商品市況展望 割愛版

平成16年5月30日記

 

 今月からスタートしている金オプション取引に関しては、当方は当面は参加・受託はしないと上場前に表明したわけだが、どうも出来高は低迷の困難なスタートとなっているようだ。

 現在の金相場自体が、オプションを利用せねばならぬほど人気が盛り上がる変動をしていないからなのか?それともそもそも国内商品先物の世界では、まだオプション取引を受け入れるほどの素地が無いのか?

 大豆・コーン・粗糖もオプション取引は何年も行われているが、金以上の価格変動はあるものの、オプション取引が人気を博しているとは聞かない。顧客からやってみたいとの問い合わせも無ければ、こちらからも奨めた事も無い。となれば低迷の原因は、どちらかと言えば後者と言う事になろうか。

 そもそもが国内商品先物市場は、個人投資家の参加が多いために、当限のボリュームより先物限月のボリュームが圧倒的に多い。海外市場ではそれと逆なのであるが…そのような市場構造の中で、オプションの買い手にとって先限はプレミアムが高く手を出せず(時間的プレミアムがいっぱいあるため)、逆に売り手にとってもリスクが大き過ぎて手を出せずであろう。

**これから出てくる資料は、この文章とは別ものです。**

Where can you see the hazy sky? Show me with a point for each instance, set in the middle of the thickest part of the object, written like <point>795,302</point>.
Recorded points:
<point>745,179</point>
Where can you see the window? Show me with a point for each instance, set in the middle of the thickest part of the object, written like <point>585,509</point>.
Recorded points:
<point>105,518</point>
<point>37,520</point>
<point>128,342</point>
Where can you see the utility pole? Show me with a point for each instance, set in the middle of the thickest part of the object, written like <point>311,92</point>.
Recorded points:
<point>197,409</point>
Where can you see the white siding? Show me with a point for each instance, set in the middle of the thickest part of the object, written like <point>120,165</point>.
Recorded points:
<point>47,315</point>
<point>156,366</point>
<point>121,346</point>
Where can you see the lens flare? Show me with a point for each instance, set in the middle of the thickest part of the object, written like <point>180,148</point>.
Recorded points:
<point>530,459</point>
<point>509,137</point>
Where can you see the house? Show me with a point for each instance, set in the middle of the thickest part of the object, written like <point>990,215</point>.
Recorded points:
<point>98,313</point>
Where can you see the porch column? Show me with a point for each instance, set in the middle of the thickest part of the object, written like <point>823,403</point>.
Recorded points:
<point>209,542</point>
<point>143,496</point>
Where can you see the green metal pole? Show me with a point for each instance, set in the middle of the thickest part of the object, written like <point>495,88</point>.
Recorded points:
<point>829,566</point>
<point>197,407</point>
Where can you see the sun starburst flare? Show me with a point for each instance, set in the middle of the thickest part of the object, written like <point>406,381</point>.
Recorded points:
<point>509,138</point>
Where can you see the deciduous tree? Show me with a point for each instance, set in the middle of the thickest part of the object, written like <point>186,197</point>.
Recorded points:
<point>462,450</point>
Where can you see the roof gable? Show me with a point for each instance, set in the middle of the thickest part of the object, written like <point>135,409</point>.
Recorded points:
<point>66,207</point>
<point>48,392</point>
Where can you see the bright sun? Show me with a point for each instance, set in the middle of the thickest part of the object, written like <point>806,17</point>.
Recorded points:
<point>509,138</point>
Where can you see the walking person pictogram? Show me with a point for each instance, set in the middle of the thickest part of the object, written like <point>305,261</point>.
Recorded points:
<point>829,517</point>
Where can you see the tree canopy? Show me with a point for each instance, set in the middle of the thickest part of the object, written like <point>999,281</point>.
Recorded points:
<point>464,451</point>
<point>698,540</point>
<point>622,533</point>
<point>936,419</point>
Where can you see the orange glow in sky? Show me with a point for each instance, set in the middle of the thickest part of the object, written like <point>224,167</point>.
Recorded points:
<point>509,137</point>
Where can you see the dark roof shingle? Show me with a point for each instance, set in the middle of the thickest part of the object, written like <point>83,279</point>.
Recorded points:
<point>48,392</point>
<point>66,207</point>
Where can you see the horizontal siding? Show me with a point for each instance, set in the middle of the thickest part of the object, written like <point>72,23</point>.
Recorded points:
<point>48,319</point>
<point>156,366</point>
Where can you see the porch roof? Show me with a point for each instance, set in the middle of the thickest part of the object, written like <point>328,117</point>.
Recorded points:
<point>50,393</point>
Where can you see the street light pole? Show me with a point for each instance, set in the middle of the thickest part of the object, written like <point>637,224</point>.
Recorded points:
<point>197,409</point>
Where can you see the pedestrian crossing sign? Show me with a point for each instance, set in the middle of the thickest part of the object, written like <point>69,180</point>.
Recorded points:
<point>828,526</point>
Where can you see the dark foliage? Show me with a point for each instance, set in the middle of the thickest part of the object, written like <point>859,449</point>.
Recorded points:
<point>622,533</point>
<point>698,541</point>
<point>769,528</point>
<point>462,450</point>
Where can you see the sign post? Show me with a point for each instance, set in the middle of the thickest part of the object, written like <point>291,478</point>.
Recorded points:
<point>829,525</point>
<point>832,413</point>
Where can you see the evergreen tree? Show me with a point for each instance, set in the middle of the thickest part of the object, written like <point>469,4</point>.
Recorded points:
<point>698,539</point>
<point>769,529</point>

 まあそんな難しい話は抜きにするとしても、大体が日経新聞紙上にもオプション価格は株価指数・債券先物以外は載っていない。ほとんどの取引員のHPにもオプションの仕組みは載っていても、肝心かなめのプレミアム価格は載っていない。東工取のHPにさえ価格表示が無いのだから、ハッキリ言って個人投資家が手を出しようがないのが現実か?

 当方がこの業界に入った21年前と比べれば、上場廃止になったり実質は売買がなくなってしまった様な銘柄もあるものの、上場商品の数は圧倒的に今は多い。あまりに多いゆえ、見ていないものは全く見ておらず、今の価格すら知らない状況の銘柄もある。

 おそらくそんな中にも、ここはチャンスとなっている銘柄もあるのかもしれないが、見ている暇もない状況では、外務員と言えども素人と全く一緒と言う事だ。その辺はご理解して、ご相談をされたし!

 

 

 

〔石油製品〕

 

今週の原油の動き

 

5月限(当限)

前日比

10月限(先限)

前日比

5月24日

\24,510

-260

\22,660

-660

5月25日

\24,920

410

\23,360

H700

5月26日

\24,750

-170

\23,400

40

5月27日

\24,660

-90

\23,030

-370

5月28日

\24,620

-40

\22,370

-660

 

 まずは原油から…先週号においては、『24,430円で天井打ちと見る。まずは21,000円台まで下げて、その後また売り方・買い方の攻防戦があるだろう…』とした。

 今週の相場展開は、週明けの急落から25日(火)にストップ高の急騰。翌26日に23,650円の高値を記録するものの週末にかけて暴落。ストップ安限月続出の中で、22,370円での終了となった。上下幅1,280円は、相変わらず荒い展開となっている。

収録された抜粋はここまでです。